I’m curious how to approach this. I lost my mom at 18 yrs old and prior to that didn’t process a break up very well, with those two events together I put up a wall with people because of the fear of being hurt again, feeling a loss.
It made me very independent and pursue big goals which is great. But I know underneath they have all been to avoid having to make a new connection, like friendships and romantic. I started with training for 70.3 Ironmans and a full Ironman because it gave me a good reason not to have plans on the weekends.

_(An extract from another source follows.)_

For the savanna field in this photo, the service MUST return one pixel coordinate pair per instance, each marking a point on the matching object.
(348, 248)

Now I’m noticing I do the same thing with building my business, it’s my impossible goal and has definitely challenged me and forced me to work on myself. But it’s also a familiar buffer to other areas of my life and I’m wondering how to work on that while still staying focused on my impossible goal which is: I’m capable of earning >$70K in my private practice this year
Here’s an unintentional model how it plays out
T: I don’t have anyone to hang out with but I should be working on my business anyway
A: procrastinate doing work, watch Netflix
R: no connection with self or others, no progress w/biz
I find having to work on my business on weekends serves me because when anyone asks what I’m up to it sounds better than saying I have no plans. I still work full time and do want to work on my business on the weekends to get more done but also want to build a community and find a partner. How should I do that while still keeping my focus on one goal like you suggest? One solution I can think of is scheduling in free time on the weekends for social things and since this month is about time management might be a good start.